La megainchiesta sui paradisi fiscali

Giornalisti di mezzo mondo hanno lavorato per mesi su una massa enorme di documenti riservati: c'entrano dittatori, truffatori e dirigenti di grandi aziende

US dollar notes are pictured at a currency exchange shop in Quetta on February 11, 2013. The Pakistani rupee on Monday sank to an all-time low against the US dollar over forex reserve fears as the country repayed $146 million to the International Monetary Fund. AFP PHOTO/Banaras KHAN (Photo credit should read BANARAS KHAN/AFP/Getty Images)
US dollar notes are pictured at a currency exchange shop in Quetta on February 11, 2013. The Pakistani rupee on Monday sank to an all-time low against the US dollar over forex reserve fears as the country repayed $146 million to the International Monetary Fund. AFP PHOTO/Banaras KHAN (Photo credit should read BANARAS KHAN/AFP/Getty Images)

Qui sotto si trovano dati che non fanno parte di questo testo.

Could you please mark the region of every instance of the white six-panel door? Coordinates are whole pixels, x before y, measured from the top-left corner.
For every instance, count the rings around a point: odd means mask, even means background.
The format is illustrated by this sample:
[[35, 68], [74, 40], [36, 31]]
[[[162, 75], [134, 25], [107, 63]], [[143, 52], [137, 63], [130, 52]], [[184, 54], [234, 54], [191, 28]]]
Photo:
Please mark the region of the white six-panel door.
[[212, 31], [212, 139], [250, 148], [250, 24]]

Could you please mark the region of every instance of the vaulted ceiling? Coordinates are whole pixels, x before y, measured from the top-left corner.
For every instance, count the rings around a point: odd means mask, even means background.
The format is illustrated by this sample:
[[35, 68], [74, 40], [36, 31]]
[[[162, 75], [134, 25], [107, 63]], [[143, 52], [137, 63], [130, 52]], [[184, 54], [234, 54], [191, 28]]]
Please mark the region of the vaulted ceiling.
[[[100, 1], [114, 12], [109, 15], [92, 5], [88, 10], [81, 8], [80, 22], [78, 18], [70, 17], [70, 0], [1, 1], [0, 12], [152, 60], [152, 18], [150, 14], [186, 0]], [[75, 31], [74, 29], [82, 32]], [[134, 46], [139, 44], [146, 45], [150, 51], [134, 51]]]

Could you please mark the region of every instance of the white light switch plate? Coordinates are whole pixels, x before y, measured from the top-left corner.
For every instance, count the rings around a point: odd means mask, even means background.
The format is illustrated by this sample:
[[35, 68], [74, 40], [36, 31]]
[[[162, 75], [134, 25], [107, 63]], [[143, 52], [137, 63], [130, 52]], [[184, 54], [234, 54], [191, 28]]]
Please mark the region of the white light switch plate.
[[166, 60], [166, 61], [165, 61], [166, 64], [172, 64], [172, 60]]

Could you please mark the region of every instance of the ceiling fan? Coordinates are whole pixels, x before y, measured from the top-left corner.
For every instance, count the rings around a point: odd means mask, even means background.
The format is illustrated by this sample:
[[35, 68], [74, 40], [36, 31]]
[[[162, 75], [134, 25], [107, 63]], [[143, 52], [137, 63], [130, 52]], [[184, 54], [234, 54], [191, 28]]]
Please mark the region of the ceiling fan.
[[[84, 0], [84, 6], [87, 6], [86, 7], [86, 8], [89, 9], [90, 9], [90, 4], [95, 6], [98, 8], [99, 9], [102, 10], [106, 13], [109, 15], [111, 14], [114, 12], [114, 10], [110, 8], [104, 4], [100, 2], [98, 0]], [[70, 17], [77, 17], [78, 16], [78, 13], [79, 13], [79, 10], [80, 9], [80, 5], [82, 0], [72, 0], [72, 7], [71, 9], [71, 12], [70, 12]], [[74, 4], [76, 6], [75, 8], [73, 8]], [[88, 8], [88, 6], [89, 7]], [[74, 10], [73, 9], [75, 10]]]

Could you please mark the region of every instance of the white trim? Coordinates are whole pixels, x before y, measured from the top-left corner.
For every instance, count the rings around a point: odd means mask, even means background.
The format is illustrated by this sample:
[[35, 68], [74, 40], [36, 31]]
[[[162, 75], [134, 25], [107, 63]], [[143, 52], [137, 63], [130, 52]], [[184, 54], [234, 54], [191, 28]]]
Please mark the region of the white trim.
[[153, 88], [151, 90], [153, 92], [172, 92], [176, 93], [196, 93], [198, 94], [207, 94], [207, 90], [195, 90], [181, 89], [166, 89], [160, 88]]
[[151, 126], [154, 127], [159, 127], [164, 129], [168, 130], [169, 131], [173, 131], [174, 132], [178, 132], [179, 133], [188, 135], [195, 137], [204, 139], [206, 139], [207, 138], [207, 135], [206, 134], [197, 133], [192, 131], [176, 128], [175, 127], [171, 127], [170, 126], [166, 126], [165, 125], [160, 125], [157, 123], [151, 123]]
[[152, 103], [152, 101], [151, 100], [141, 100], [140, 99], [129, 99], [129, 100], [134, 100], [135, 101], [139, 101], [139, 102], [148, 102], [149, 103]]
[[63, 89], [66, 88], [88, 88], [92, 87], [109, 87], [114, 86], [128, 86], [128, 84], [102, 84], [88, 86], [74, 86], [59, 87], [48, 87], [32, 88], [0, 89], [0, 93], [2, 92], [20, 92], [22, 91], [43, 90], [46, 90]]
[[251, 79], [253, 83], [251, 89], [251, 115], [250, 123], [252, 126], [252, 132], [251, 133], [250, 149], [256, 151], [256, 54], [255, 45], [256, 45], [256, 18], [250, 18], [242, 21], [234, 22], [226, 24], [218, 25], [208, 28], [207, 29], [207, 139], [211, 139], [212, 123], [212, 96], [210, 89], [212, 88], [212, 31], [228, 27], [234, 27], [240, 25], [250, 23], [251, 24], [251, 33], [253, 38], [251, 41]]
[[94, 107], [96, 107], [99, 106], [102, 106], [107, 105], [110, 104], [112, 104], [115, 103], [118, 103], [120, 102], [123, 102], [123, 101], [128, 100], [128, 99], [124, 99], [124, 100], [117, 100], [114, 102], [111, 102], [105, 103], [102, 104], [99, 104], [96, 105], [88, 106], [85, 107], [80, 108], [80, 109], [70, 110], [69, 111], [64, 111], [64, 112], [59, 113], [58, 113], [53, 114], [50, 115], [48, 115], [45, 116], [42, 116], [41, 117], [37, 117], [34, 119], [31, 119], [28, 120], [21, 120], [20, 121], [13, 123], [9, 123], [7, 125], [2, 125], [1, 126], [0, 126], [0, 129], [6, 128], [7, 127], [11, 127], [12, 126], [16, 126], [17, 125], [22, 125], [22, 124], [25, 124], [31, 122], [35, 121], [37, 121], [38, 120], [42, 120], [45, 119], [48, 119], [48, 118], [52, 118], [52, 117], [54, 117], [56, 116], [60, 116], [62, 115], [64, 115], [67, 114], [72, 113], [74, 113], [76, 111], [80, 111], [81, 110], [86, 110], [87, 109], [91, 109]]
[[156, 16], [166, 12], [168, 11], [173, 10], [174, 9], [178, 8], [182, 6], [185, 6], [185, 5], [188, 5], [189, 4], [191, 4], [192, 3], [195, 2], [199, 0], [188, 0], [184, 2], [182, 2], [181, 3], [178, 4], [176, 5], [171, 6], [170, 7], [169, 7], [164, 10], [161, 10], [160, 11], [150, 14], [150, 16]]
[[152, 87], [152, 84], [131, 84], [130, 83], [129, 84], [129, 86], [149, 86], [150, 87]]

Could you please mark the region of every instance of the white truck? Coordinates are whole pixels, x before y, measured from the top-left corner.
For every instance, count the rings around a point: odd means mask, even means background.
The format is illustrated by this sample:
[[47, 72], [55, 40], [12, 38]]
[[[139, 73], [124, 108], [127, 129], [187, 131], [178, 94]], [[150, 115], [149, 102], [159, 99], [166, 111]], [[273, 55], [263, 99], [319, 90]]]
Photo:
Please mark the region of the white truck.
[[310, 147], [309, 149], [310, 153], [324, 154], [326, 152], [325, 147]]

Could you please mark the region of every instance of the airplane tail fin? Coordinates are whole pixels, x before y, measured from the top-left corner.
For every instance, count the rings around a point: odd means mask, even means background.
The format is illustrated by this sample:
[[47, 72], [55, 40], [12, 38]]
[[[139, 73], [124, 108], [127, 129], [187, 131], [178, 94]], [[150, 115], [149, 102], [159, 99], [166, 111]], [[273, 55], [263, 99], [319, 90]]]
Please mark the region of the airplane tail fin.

Circa 2,5 milioni di documenti segreti relativi a oltre 120.000 società off-shore e fondi fiduciari privati in diversi paradisi fiscali del mondo sono finiti nelle mani di un gruppo di 86 giornalisti provenienti da 46 paesi diversi, coordinati dall’International Consortium of Investigative Journalist (ICIJ). L’inchiesta, che è probabilmente la più grande mai effettuata dai media internazionali su banche e società off-shore, riguarda le ricchezze segrete, e spesso accumulate illegalmente, di tantissimi politici e uomini d’affari conosciuti in tutto il mondo. I giornali internazionali l’hanno già chiamata “Offshoreleaks”.

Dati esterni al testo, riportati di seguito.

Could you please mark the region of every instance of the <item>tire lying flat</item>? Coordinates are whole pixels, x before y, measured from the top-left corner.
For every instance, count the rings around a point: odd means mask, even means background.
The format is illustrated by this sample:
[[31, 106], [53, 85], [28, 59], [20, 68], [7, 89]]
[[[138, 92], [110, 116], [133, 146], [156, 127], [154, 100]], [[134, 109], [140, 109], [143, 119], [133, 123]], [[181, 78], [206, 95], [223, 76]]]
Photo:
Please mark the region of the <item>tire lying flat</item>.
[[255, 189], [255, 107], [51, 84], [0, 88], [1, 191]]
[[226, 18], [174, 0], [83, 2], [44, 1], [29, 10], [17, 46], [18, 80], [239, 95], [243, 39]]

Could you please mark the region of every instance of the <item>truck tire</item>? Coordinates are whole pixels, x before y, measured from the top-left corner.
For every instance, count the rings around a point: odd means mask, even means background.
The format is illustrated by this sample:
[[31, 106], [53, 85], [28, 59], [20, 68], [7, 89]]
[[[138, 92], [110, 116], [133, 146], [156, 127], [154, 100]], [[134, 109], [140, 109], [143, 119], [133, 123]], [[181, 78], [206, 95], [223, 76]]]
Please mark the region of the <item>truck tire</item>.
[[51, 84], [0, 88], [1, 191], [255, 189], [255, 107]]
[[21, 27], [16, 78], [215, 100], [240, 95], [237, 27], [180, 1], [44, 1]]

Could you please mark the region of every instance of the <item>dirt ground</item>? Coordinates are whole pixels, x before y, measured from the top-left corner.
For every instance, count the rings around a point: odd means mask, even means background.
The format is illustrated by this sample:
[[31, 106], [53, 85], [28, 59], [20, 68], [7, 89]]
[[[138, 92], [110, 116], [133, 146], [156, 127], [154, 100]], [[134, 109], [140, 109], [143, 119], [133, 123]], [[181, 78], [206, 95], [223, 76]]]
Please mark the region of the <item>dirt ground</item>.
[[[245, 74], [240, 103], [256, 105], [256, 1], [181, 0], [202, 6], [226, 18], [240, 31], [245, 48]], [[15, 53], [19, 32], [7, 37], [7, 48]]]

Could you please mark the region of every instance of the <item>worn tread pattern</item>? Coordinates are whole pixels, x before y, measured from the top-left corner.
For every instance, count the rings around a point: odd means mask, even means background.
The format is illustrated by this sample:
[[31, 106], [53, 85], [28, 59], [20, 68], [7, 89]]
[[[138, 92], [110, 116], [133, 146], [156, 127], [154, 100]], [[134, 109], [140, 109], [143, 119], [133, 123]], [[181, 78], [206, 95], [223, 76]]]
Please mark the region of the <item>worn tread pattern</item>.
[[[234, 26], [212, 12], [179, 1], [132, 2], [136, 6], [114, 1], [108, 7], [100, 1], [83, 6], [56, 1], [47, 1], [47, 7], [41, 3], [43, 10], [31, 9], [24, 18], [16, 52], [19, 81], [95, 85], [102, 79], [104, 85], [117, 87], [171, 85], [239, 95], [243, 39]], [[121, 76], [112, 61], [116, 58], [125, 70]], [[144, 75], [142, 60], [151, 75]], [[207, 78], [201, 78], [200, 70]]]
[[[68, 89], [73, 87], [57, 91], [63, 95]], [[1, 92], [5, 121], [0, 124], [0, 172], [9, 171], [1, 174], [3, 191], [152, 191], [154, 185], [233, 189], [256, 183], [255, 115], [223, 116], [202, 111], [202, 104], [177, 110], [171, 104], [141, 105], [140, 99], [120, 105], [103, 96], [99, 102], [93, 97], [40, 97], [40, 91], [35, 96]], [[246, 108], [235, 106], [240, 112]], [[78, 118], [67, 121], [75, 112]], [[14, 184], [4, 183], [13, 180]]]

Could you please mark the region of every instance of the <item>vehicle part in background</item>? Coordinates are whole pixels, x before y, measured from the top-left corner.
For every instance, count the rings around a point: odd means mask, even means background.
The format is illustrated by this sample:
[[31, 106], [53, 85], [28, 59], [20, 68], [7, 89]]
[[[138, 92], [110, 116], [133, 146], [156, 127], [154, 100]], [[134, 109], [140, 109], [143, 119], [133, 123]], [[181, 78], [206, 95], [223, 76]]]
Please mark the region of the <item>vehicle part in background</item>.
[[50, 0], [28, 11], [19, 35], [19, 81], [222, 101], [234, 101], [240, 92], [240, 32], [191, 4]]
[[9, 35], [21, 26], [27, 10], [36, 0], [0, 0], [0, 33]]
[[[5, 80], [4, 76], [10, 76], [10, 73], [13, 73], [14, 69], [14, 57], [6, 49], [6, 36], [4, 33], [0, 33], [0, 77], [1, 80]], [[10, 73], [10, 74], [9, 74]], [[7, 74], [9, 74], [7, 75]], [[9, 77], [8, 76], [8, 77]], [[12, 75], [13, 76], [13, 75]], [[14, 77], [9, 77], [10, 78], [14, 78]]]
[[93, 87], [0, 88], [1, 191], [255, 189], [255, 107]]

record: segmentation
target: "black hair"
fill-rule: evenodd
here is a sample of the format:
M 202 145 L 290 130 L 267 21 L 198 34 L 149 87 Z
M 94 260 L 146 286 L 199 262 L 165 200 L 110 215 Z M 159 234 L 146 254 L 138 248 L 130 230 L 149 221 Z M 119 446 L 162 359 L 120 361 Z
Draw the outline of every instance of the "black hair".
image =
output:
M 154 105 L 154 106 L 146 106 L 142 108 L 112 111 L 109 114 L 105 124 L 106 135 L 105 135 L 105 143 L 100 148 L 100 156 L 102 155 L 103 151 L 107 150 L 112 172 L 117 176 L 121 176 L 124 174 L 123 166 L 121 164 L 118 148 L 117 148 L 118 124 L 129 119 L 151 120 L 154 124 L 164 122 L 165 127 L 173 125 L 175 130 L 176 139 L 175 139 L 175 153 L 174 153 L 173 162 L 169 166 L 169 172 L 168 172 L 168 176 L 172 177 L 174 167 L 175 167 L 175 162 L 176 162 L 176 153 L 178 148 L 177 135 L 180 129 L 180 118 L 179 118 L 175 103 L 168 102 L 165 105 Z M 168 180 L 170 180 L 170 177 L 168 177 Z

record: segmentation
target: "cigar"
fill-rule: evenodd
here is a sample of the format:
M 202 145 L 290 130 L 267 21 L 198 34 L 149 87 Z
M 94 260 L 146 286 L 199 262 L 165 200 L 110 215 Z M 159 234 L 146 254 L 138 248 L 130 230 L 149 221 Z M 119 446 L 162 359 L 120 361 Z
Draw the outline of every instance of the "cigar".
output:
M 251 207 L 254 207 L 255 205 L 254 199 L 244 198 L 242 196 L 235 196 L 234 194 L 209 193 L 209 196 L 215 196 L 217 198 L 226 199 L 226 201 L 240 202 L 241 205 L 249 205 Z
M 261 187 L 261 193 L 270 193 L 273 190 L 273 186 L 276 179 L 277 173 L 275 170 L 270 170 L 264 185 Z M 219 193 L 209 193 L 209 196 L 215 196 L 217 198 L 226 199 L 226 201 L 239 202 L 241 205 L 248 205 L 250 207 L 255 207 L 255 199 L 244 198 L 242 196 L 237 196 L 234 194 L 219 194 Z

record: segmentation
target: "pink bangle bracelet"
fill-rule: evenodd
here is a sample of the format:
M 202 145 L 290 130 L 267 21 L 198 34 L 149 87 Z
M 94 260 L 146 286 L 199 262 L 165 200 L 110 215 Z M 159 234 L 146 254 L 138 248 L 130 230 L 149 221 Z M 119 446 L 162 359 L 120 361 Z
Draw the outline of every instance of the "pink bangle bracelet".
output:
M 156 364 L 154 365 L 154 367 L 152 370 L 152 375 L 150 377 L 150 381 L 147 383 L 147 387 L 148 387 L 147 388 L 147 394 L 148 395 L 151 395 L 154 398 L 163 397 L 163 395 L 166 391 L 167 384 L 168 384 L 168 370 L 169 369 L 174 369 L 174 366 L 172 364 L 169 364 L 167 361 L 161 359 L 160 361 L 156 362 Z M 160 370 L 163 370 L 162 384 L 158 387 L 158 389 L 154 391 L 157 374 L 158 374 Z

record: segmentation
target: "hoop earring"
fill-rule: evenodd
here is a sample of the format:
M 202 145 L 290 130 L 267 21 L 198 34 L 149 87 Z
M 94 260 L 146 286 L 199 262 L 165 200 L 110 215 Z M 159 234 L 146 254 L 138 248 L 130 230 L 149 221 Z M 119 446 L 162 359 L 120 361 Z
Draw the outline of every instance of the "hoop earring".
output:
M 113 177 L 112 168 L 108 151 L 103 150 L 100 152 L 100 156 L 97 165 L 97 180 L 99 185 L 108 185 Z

Si definisce società off-shore una società registrata in uno stato estero che sviluppa il suo business al di fuori di quella giurisdizione. I vantaggi sono legati a una minore imposizione fiscale, a una maggiore protezione del patrimonio personale e, il più delle volte, a una grande semplificazione burocratica. Si utilizza molto questo termine per quelle società che offrono condizioni fiscali favorevolissime nei cosiddetti “paradisi fiscali”, ovvero quegli ordinamenti che prevedono scarsi controlli e pochi adempimenti contabili (qui la mappa disegnata da Le Monde sui paesi indagati).

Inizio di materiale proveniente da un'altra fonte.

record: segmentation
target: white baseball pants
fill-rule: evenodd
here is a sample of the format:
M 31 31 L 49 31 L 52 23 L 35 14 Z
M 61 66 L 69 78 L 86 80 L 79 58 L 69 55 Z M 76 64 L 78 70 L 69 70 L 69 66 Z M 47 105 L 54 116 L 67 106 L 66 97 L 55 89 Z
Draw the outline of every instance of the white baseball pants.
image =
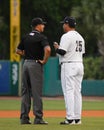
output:
M 66 106 L 66 118 L 69 120 L 81 119 L 83 74 L 83 63 L 73 62 L 61 65 L 61 83 Z

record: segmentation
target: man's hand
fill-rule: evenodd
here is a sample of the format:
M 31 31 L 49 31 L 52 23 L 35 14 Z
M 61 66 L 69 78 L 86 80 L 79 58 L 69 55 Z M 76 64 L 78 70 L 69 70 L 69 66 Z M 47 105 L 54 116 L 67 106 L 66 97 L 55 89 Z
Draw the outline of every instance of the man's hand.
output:
M 59 48 L 59 45 L 57 42 L 54 42 L 53 46 L 54 46 L 55 50 Z

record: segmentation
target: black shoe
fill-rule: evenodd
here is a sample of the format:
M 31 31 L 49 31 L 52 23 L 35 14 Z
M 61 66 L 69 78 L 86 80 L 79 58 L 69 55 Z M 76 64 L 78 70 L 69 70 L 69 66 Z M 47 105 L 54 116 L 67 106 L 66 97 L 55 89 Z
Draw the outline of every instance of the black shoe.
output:
M 31 121 L 28 119 L 21 119 L 21 124 L 31 124 Z
M 66 119 L 63 122 L 60 122 L 60 124 L 61 125 L 73 125 L 73 124 L 75 124 L 75 121 L 74 120 L 68 120 L 68 119 Z
M 35 119 L 34 124 L 45 124 L 45 125 L 47 125 L 48 122 L 44 121 L 43 119 Z
M 78 125 L 80 125 L 82 122 L 81 122 L 81 120 L 80 119 L 75 119 L 75 124 L 78 124 Z

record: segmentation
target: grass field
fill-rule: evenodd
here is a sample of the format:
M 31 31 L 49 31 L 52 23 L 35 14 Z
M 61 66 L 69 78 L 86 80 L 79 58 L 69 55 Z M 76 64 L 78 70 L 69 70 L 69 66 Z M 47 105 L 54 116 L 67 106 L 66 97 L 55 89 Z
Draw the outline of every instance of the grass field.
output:
M 65 110 L 63 99 L 43 99 L 44 110 Z M 20 110 L 20 98 L 0 98 L 0 110 Z M 83 110 L 104 110 L 104 100 L 83 100 Z M 104 130 L 104 117 L 82 117 L 81 125 L 59 124 L 64 117 L 46 117 L 48 125 L 20 125 L 18 118 L 0 118 L 0 130 Z M 33 118 L 31 118 L 33 121 Z

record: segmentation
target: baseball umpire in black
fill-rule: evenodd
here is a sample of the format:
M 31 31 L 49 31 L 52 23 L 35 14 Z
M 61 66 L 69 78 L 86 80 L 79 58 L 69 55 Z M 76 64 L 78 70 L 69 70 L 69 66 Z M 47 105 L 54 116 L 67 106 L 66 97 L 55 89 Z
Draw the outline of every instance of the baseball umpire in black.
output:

Secondo quando riportano oggi i siti del ICIJ e del Guardian, l’inchiesta riguarda professionisti americani, famiglie e collaboratori di diversi dittatori, truffatori di Wall Street, miliardari dell’est Europa e dell’Indonesia, dirigenti di grandi aziende russe, commercianti internazionali di armi e anche una società che secondo l’Unione Europea sarebbe coinvolta nello sviluppo del programma nucleare iraniano. Si tratta di transazioni legali e illegali, che coinvolgono individui singoli e intere aziende, e che sono state alimentate dalla crisi finanziaria degli ultimi anni. Le transazioni analizzate sono collegate a più di 130.000 persone di 140 paesi diversi. Gli intermediari coinvolti sono circa 12.000, che avrebbero agito principalmente per collocare le ricchezze dei loro clienti al riparo dalle leggi fiscali dei loro paesi di appartenenza.

L’inchiesta
È partita dopo che un piccolo pacco anonimo era stato recapitato per posta a un indirizzo australiano (il cui intestatario non è stato reso pubblico). Dentro il pacchetto c’era un hard disk, che è finito all’ICIJ: sul disco c’erano milioni di dati – contratti, fax, copie di passaporti, e-mail, corrispondenza bancaria eccetera – tutti provenienti da due società specializzate in domiciliazioni off-shore: Commonwealth Trust Limited, delle Isole Vergini britanniche, e Portcullis Trustnet, con base a Singapore, operativa alle Isole Cayman, Isole Cook e Samoa, tutte giurisdizioni off-shore fra le meno trasparenti al mondo.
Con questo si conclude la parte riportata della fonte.